Cultural heritage: Sir David Puttnam at the forefront of successful campaign to protect old cinema from 'tacky' development

The film producer Sir David Puttnam rejoiced yesterday that the Rialto cinema, a Grade II listed cinema, built in 1913 in Piccadilly, central London, had been spared the "tacky" interior design planned by the supermodels Naomi Campbell, Claudia Schiffer, Elle Macpherson and Christy Turlington.

"I am just delighted that there is a chance that it can still be used as a cinema," he said. "I am very attached to it because my very first film, Melody, was premiered there in 1970. I hope that somebody like Channel 4, which is now a distributor, can come in and use it."

Sir David had first lent his support to the campaign to preserve the Rialto as a cinema during the summer, when the supermodels who founded New York's Fashion Cafe decided it would be the perfect spot for a glitzy London version.

They made a pounds 15m bid to buy the premises, owned by the soft porn-to-property tycoonPaul Raymond, and applied to Westminster City Council for planning permission. They were to get a decision in October. However, the opposition of Sir David, Lord Attenborough and the Rialto Trust persuaded the council to postpone its verdict.

Initially the council was sceptical about the Rialto Trust's assertions that the cinema - which has one screen and a few hundred seats - could be financially viable as a cinema again. However, the supermodels' renovation plans had to be amended to comply with English Heritage rules for listed buildings.
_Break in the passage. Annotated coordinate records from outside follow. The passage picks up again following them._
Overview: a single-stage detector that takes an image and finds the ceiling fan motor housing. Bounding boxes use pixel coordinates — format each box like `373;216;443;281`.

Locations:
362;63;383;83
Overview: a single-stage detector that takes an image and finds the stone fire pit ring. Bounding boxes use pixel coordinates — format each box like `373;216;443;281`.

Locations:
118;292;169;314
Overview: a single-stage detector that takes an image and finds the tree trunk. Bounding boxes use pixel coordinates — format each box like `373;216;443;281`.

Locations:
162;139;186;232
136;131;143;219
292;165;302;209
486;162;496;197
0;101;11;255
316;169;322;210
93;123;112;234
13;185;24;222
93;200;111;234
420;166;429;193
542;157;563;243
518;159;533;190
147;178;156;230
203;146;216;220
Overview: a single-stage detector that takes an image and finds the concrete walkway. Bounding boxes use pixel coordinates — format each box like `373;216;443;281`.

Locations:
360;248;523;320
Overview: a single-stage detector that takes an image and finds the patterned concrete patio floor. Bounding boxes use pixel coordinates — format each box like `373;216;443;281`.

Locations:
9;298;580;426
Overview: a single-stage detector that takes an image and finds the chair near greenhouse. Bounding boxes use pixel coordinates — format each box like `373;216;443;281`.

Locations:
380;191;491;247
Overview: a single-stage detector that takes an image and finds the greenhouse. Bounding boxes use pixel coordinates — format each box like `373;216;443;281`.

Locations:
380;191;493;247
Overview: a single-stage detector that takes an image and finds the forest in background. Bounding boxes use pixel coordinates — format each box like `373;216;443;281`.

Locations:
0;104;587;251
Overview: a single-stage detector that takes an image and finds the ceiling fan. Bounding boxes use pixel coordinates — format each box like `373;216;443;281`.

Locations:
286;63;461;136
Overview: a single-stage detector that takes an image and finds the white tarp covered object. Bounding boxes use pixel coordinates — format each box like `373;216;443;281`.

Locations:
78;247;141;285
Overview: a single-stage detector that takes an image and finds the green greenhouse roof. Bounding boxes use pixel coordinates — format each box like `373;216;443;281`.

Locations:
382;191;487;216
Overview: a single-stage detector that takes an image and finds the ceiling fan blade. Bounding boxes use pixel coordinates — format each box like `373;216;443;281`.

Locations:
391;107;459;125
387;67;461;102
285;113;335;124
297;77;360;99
The installation of a huge camera lens in the foyer for people to walk through, was deemed completely unsuitable in terms of structure. "The debatable tackiness of the idea was never an issue." a spokesman said firmly.

But by this week the planning committee's attitude had swung behind the objectors. "We felt that the use of the building . . . must remain for entertainment." the spokesman added.